Personal information
- Full name: Robert N. Dean
- Date of birth: 20 October 1950 (age 74)
- Original team(s): Ivanhoe Amateurs
- Height: 189 cm (6 ft 2 in)
- Weight: 83 kg (183 lb)
- Position(s): Wing/Centre half forward

Playing career^{1}
- Years: Club / Games (Goals)
- 1969–75: Collingwood / 121 (37)
- 1976–80: South Melbourne / 66 (81)
- Total:  / 187 (118)
- ^{1} Playing statistics correct to the end of 1980.

Career highlights
- South Melbourne leading goalkicker, 1976;

= Robert Dean (footballer) =

Australian rules footballer

Robert Dean (born 20 October 1950) is a former Australian rules footballer who played with Collingwood and South Melbourne in the Victorian Football League (VFL) during the 1970s.

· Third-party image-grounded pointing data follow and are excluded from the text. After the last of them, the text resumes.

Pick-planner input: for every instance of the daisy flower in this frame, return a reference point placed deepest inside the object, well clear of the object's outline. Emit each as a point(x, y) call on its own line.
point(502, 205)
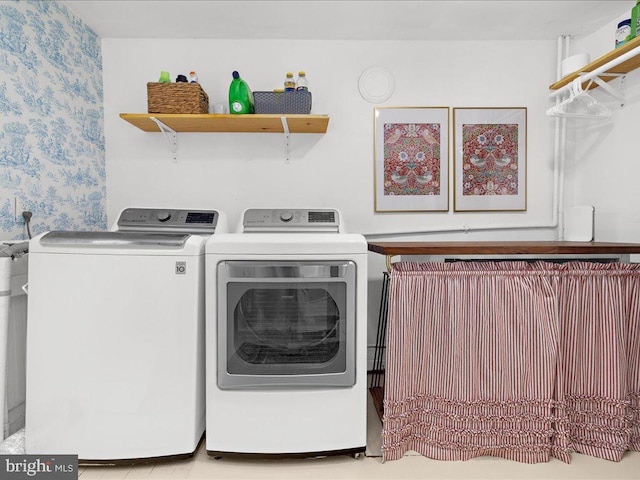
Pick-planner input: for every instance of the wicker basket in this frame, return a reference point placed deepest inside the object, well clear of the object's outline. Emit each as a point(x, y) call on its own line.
point(176, 98)
point(298, 101)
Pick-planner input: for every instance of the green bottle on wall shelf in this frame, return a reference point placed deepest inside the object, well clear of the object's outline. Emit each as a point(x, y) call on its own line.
point(240, 96)
point(635, 17)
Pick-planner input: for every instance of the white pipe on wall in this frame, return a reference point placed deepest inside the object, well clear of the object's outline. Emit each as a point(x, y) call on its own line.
point(5, 298)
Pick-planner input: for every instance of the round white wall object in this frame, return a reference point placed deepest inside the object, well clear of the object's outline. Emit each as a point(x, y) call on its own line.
point(376, 84)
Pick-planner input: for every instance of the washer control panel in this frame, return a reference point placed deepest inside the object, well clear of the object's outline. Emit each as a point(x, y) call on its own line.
point(168, 220)
point(290, 220)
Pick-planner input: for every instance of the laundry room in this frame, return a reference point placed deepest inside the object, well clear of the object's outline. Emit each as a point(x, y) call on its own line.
point(315, 214)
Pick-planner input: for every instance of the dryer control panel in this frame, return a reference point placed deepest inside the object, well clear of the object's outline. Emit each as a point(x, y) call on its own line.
point(290, 220)
point(168, 220)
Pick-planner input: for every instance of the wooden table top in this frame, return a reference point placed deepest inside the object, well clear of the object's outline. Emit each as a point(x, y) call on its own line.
point(502, 248)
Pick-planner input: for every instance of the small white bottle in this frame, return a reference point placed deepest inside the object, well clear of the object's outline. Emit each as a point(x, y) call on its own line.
point(302, 83)
point(289, 82)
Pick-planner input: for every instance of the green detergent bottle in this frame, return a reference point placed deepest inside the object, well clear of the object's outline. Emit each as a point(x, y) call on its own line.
point(240, 96)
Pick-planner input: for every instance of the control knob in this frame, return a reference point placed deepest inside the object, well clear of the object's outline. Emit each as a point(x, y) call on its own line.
point(163, 216)
point(286, 216)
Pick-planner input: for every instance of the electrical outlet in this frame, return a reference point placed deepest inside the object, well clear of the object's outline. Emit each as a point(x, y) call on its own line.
point(18, 208)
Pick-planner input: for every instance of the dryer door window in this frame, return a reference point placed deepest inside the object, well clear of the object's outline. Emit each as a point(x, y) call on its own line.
point(289, 323)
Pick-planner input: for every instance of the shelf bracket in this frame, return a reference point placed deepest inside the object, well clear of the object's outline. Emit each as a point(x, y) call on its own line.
point(285, 127)
point(609, 89)
point(169, 135)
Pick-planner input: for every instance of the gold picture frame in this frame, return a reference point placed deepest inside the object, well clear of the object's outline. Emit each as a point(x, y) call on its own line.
point(411, 159)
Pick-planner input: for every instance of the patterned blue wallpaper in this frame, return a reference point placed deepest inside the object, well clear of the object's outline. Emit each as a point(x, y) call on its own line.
point(51, 120)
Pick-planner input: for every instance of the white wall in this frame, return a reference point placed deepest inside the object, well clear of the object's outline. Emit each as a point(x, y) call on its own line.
point(236, 171)
point(603, 164)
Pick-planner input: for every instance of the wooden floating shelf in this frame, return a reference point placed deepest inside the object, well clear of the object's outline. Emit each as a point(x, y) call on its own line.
point(625, 67)
point(253, 123)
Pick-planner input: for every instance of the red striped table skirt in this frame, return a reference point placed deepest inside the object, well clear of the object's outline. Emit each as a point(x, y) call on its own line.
point(520, 360)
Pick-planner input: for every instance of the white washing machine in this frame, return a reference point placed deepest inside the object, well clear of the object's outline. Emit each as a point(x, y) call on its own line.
point(115, 338)
point(286, 336)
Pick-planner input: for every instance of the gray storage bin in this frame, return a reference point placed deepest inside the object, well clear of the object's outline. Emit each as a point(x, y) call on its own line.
point(296, 102)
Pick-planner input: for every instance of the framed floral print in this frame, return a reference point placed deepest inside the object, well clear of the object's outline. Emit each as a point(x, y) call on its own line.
point(490, 159)
point(411, 159)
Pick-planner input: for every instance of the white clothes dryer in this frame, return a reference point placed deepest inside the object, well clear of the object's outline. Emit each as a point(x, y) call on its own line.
point(286, 336)
point(115, 338)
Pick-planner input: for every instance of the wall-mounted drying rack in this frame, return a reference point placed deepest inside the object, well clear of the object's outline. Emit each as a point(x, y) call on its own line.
point(171, 124)
point(614, 64)
point(591, 108)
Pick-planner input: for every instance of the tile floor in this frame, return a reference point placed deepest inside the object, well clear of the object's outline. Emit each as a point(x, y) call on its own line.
point(411, 466)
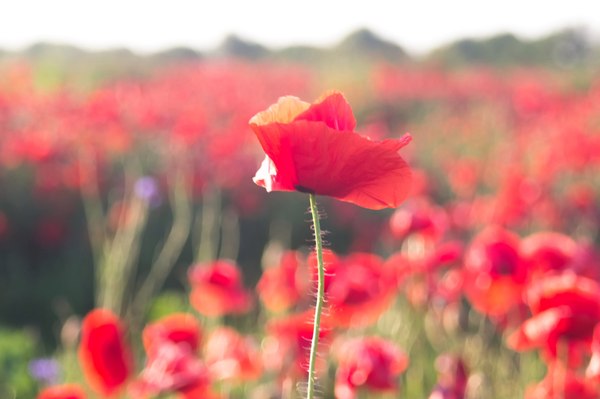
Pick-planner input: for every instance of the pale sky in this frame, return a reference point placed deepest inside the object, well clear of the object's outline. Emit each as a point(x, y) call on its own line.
point(152, 25)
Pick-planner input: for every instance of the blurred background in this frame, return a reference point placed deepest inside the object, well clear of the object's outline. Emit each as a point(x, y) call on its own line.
point(125, 155)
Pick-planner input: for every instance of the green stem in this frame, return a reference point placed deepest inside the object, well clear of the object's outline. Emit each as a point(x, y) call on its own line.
point(320, 297)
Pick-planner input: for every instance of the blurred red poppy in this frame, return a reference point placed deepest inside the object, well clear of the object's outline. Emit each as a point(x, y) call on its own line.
point(104, 354)
point(419, 217)
point(313, 148)
point(66, 391)
point(565, 308)
point(593, 369)
point(564, 384)
point(173, 367)
point(548, 252)
point(495, 273)
point(358, 288)
point(231, 356)
point(370, 363)
point(176, 328)
point(452, 378)
point(286, 348)
point(217, 289)
point(282, 286)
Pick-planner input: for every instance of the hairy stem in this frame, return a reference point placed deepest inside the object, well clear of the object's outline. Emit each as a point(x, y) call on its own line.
point(320, 297)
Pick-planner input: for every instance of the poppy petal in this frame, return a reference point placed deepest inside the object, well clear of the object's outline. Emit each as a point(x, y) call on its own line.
point(285, 110)
point(312, 157)
point(331, 109)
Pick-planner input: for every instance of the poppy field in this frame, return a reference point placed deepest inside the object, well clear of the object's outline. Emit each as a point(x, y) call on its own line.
point(159, 235)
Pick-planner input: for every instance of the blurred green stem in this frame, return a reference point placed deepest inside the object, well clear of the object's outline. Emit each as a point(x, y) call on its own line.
point(320, 297)
point(171, 249)
point(209, 224)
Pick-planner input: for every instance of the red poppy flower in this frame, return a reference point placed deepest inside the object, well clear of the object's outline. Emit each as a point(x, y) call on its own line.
point(313, 148)
point(66, 391)
point(231, 356)
point(217, 289)
point(495, 273)
point(370, 363)
point(176, 328)
point(103, 352)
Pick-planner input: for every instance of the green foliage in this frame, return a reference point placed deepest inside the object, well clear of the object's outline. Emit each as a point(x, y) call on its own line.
point(17, 349)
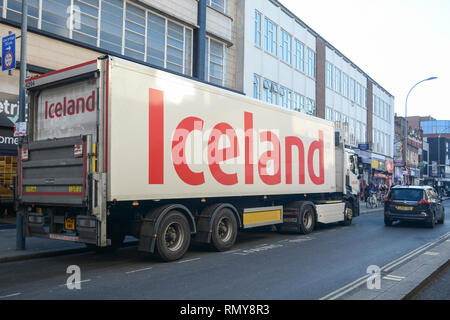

While at Collingwood, Dean was used as a wingman and it was in that position that he appeared in the famous 1970 VFL Grand Final loss to Carlton. Dean was particularly strong in the air and a good mark so when he crossed to South Melbourne in 1976 he played at centre half forward. On his debut for South Melbourne, in the opening round of the 1976 season, against Geelong at Lake Oval, Dean kicked eight goals. The following round he kicked another six goals and finished the year as South Melbourne's leading goal-kicker with 37. Dean managed 26 goals in 1977 but in his final years was used mostly away from the goals.